Fragmento del libro
Al
principio no había nada. Las tinieblas sin alumbrado público
y sin veredas por donde caminar, ni calles por las que circular los
automóviles, la 40 Sur era únicamente un espacio dentro
del cosmos capitalino.
No había nomenclatura para orientar a los perdidos, ni antejardines
en las casas donde domesticar el césped y los rosales.

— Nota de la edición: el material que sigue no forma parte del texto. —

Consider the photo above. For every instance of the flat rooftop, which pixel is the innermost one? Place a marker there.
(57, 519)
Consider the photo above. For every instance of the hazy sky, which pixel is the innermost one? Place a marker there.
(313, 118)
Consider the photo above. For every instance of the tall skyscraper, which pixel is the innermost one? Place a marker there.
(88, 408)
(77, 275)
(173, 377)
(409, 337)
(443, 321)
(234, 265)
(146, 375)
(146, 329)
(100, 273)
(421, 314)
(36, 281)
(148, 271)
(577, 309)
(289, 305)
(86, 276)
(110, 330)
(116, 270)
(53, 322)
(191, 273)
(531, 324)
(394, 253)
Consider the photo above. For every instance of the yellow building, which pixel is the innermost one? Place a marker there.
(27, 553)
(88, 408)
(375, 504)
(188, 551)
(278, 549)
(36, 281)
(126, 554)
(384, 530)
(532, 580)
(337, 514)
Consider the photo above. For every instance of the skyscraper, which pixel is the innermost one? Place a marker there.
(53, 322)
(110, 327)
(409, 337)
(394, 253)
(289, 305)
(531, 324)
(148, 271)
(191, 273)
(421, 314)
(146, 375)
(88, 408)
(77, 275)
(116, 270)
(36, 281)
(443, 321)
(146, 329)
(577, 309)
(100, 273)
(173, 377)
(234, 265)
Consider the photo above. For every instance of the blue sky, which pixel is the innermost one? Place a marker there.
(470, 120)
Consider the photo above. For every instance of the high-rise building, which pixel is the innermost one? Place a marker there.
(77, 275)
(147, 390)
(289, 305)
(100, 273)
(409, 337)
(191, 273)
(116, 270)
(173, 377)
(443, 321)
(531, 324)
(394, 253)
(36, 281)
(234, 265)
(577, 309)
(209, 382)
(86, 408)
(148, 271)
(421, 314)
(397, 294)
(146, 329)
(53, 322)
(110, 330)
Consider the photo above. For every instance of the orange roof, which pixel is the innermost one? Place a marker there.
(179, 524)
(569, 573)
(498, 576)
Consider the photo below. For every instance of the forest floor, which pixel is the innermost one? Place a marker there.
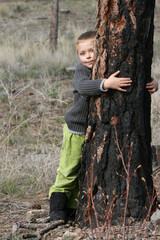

Todo se inundaba con las lluvias, por mansas que fueran, convirtiendo
el barrio en un aguazal por el que había que dar saltitos, como
cuando jugábamos a la rayuela.
Las manzanas se sucedían de mala gana, excepto las de nuestra
cuadra, casi una calle mocha en forma de L, que nos ponía
a resguardo.
Todo había de ser creado en aquella época primordial
en la que llegamos. Habíamos vivido un par de años
amontonados en un cuarto que Rosaura, la prima de mamá, nos
prestó en
su casa por caridad. Y pudimos salir de ahí, por un hecho
jamás
imaginado: ganamos una casa en un sorteo del Instituto de Crédito
Territorial.
La rifa entre los postulantes tuvo lugar el primer miércoles
de agosto, justo mi cumpleaños. Haber sido tocados ese día
por el dedo de la fortuna me otorgó una difusa dimensión
providencial a los ojos de mamá.
Nada ni nadie, hasta ese día, la había hecho sentir
en carne propia la emoción sublime de un sueño convertido
en realidad.
Y menos todavía, uno de esta naturaleza, porque tener en las
manos, de un momento al otro, las llaves de una casa propia, era
sin dudas un milagro.
Ese día, cuando el hombre del megáfono gritó el
número bienaventurado, mamá sufrió un vahído
de éxtasis. Tuvieron que revivirla con vapores de amoníaco.
El albur de aquella vez se había instalado en la familia.
El azar tiene maneras de manifestarse, y siempre ordenadamente, de
modo que aquel 7 de mi nacimiento fue el número que nos bendijo.
También, el que en ese mismo instante nos abandonaba.